Мои друзья встали, чтобы идти в музыкальный зал. Помня слова Флорентийца,
я взял письмо и свёрток капитана и спрятал их в саквояж, а саквояж в свою
очередь сунул в шкаф. - От кого ты прячешь вещи? - спросил И. - Ни от кого.
Но Флорентиец велел никогда не оставлять дорогие мне вещи неубранными. Да и
вы меня не раз учили аккуратности, - ответил я И.
Он улыбнулся, но ничего не сказал. Ананда взял меня под руку, и мы пошли
в музыкальный зал.
Я чувствовал себя совсем хорошо, но спускаться по лестнице было довольно
трудно. Оба моих друга держали меня под руки, и всё же ноги мои сгибались с
трудом. Целую вечность, казалось, мы шли, пока, наконец, не добрались до
цели.
Зал был ещё пуст; через минуту вошёл туда князь со слугами, которые
зажгли лампы и люстру.
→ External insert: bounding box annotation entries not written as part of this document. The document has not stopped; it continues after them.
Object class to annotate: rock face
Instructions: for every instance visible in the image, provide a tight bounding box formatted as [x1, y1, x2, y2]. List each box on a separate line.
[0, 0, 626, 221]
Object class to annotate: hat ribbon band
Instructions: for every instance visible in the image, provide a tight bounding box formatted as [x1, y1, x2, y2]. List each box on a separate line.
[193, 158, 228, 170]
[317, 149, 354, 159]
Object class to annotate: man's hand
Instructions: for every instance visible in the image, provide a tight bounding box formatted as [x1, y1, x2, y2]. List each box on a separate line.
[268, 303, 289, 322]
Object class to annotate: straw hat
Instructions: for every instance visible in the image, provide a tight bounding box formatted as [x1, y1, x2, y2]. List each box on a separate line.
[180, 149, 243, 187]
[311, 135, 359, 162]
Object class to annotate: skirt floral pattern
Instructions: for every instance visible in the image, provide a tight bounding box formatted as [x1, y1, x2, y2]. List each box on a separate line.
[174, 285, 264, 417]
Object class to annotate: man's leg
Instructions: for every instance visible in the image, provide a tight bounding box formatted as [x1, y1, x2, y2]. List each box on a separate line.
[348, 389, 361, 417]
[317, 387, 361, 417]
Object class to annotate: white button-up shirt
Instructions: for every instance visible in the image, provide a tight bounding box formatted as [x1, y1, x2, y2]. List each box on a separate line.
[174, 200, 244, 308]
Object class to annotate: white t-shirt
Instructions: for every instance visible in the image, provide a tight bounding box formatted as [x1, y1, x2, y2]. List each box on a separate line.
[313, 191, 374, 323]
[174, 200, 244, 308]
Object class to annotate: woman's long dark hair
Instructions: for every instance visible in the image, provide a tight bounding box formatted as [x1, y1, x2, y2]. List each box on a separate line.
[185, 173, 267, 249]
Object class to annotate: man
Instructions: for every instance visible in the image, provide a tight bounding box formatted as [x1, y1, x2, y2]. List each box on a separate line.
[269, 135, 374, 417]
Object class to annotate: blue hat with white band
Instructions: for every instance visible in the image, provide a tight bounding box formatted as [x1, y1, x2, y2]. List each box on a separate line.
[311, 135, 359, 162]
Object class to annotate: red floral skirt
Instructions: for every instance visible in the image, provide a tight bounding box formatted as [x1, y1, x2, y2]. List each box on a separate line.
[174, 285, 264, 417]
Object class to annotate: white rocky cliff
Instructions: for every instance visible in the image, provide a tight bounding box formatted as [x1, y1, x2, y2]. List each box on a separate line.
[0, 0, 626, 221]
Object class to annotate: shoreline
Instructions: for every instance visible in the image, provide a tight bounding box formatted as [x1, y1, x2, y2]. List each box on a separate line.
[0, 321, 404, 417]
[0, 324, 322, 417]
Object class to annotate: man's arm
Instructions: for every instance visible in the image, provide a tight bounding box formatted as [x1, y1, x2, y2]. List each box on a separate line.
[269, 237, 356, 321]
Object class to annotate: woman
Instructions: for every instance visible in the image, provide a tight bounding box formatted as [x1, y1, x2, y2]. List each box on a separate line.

Милое лицо князя, сияющее перед моей болезнью,
удивило меня озабоченностью и какой-то тоской.
Я хотел спросить, что с ним случилось. Но вовремя вспомнил, как должен
вести себя воспитанный человек.
Пока князь разговаривал у рояля с И. и Анандой, я сел в глубокое кресло у
стены и постарался сосредоточиться. Я даже удивился, как легко на этот раз
мне удалось собрать внимание. Я сразу же ощутил себя в атмосфере
Флорентийца, точно держал его руку в своей. И когда голос Ананды: "Левушка,
Анна идёт", привёл меня в чувство, я радостно встал и поспешил ей навстречу,
следуя за И., но ноги плохо меня слушались.
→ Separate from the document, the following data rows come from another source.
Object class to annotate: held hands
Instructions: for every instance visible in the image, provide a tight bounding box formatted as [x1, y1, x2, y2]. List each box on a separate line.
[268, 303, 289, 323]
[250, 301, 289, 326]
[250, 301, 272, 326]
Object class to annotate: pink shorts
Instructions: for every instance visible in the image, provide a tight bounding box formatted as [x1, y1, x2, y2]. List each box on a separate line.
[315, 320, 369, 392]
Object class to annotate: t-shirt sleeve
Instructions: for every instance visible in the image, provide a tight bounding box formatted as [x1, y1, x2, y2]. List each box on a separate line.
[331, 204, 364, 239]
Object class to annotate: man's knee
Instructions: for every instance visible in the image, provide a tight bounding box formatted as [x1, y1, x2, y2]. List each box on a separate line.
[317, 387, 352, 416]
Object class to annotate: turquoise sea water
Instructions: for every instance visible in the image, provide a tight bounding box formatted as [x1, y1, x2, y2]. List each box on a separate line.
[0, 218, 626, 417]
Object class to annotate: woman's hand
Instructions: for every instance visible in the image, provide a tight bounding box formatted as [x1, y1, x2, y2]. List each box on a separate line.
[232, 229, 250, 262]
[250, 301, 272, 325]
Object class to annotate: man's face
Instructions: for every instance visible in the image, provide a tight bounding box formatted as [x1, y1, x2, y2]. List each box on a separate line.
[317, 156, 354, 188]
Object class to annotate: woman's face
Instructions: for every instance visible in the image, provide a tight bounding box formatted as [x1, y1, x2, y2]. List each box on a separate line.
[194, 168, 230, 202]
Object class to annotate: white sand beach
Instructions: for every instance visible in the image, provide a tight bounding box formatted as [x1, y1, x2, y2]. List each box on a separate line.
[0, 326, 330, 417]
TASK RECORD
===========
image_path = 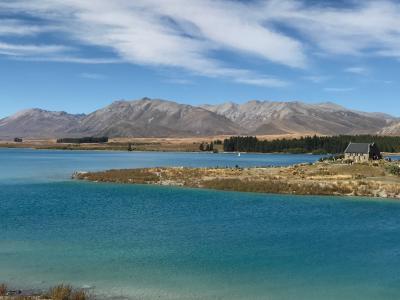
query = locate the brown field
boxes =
[0,134,310,152]
[74,161,400,198]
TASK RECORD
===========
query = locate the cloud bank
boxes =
[0,0,400,87]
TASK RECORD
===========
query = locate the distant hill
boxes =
[0,98,400,139]
[202,101,396,135]
[0,98,241,138]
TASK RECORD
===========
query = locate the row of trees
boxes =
[57,136,108,144]
[224,135,400,154]
[199,142,214,151]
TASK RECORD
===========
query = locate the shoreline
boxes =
[72,161,400,199]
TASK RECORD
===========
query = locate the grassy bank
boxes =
[0,283,88,300]
[74,161,400,198]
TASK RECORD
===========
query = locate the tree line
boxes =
[223,135,400,154]
[57,136,108,144]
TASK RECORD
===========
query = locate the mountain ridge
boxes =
[0,97,400,139]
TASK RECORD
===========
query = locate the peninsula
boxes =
[73,158,400,198]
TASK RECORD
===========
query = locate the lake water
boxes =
[0,149,400,300]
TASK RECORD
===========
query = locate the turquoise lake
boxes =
[0,149,400,300]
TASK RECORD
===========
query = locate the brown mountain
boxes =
[0,98,242,138]
[0,98,400,139]
[202,101,396,135]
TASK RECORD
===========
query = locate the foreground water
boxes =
[0,150,400,300]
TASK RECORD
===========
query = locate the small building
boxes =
[344,142,382,162]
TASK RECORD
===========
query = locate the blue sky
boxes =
[0,0,400,117]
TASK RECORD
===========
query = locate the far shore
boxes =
[0,134,310,152]
[73,160,400,199]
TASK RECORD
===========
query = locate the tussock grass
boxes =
[76,161,400,198]
[0,283,7,296]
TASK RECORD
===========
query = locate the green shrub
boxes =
[387,165,400,176]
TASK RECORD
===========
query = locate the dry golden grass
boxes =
[0,283,7,296]
[76,161,400,198]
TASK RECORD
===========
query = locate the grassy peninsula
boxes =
[73,160,400,198]
[0,283,88,300]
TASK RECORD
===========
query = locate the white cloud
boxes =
[0,42,71,56]
[303,75,329,83]
[324,87,354,93]
[79,73,107,80]
[0,0,306,86]
[0,0,400,86]
[344,67,368,75]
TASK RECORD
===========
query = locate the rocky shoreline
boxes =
[73,160,400,198]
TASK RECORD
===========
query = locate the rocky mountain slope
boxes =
[0,98,242,138]
[202,101,396,135]
[0,98,400,139]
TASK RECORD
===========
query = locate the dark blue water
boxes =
[0,150,400,300]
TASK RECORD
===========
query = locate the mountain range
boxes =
[0,98,400,139]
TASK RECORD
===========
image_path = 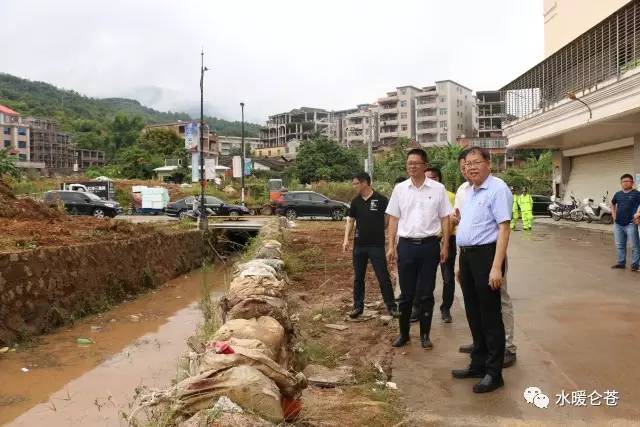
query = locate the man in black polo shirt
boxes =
[342,172,398,318]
- Ты помнишь, Левушка, о чём говорил Ананда? - шепнул мне И.
- О да. Буду счастлив испытать своё самообладание, - ответил я.
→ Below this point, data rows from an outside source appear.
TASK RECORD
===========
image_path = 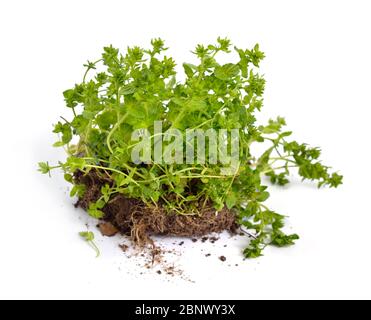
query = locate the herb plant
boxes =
[39,38,342,258]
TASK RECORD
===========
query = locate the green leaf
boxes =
[214,63,240,81]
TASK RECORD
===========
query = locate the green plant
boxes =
[40,38,342,257]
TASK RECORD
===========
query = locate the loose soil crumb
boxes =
[98,222,119,237]
[119,244,129,252]
[75,170,238,246]
[210,237,219,243]
[219,256,227,262]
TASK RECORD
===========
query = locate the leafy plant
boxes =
[40,38,342,257]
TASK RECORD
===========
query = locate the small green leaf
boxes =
[214,63,240,81]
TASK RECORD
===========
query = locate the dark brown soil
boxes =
[75,171,238,245]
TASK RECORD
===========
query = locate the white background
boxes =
[0,0,371,299]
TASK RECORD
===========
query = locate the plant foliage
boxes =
[40,38,342,257]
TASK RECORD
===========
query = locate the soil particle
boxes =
[98,222,119,237]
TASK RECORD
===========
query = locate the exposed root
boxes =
[76,172,237,246]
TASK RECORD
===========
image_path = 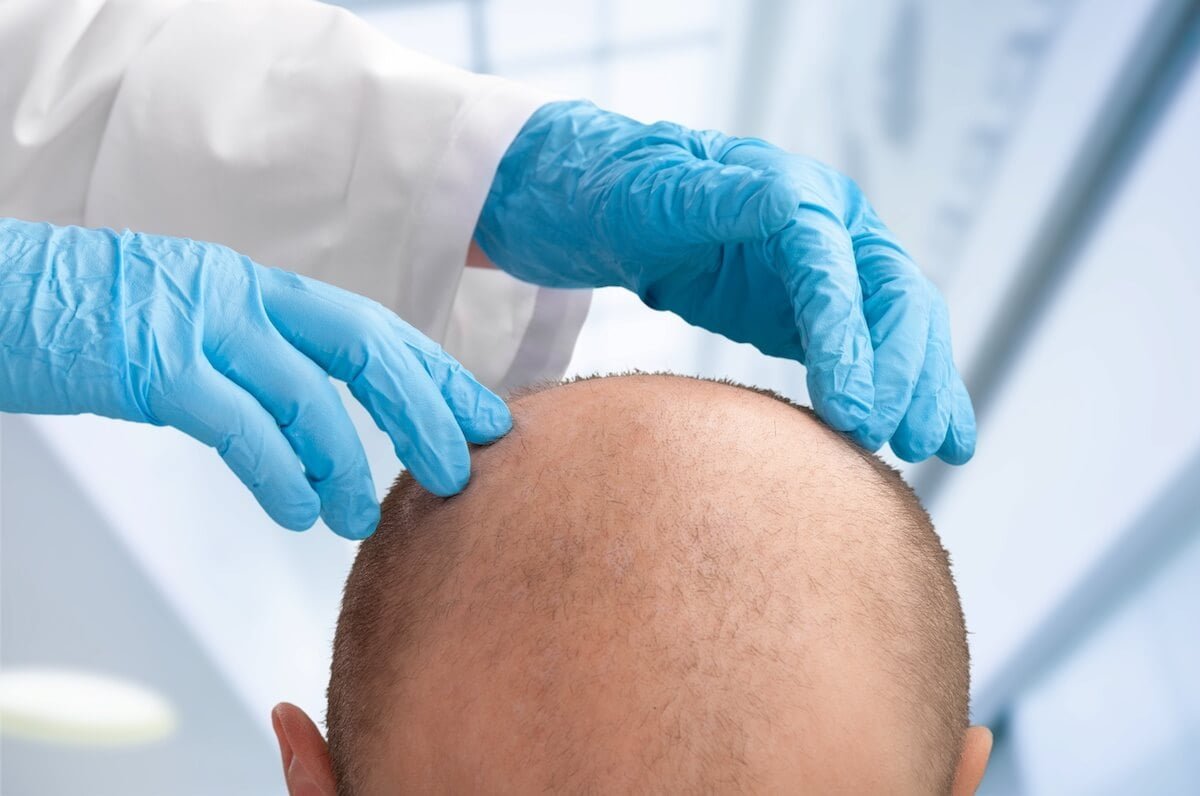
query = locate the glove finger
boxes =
[154,361,320,531]
[259,269,475,496]
[347,342,470,497]
[415,348,512,445]
[768,205,875,431]
[892,312,953,462]
[937,371,976,465]
[208,317,379,539]
[853,270,932,450]
[629,156,798,244]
Но когда я увидел Анну, с которой князь снял её всегдашний чёрный плащ, я
внутренне ахнул.
- Вы, наверное, не узнаёте меня, Анна, при моей теперешней худобе? -
сказал я, восторженно целуя обе её руки.
- Вы, Левушка, не худобой поражаете меня сейчас, а чем-то другим, чему я
ещё не нахожу определения. Но это отнюдь не физическое, а что-то духовное.
Как будто в вас просыпается какая-то новая сила, - сказала Анна.
- Да, а вот перед вами инвалид, - подавая мне руку, сказал Строганов. - У
меня был сильный припадок грудной жабы, из когтей которой еле вытащили меня
наши общие доктора. Признаться, сам я не надеялся уже увидеть этот дом и
послушать ещё раз музыку. Живите, живите полнее, мой дорогой литератор.
Сверлите своими острыми глазами-шилами жизнь вокруг вас и подмечайте всё, что
таится в сердцах окружающих. Пуще всего бегите от компромиссов, особенно,
если они забрались в ваше сердце: "Коготок увяз, - всей птичке пропасть", -
задыхаясь говорил старик, очевидно вспоминая собственные переживания.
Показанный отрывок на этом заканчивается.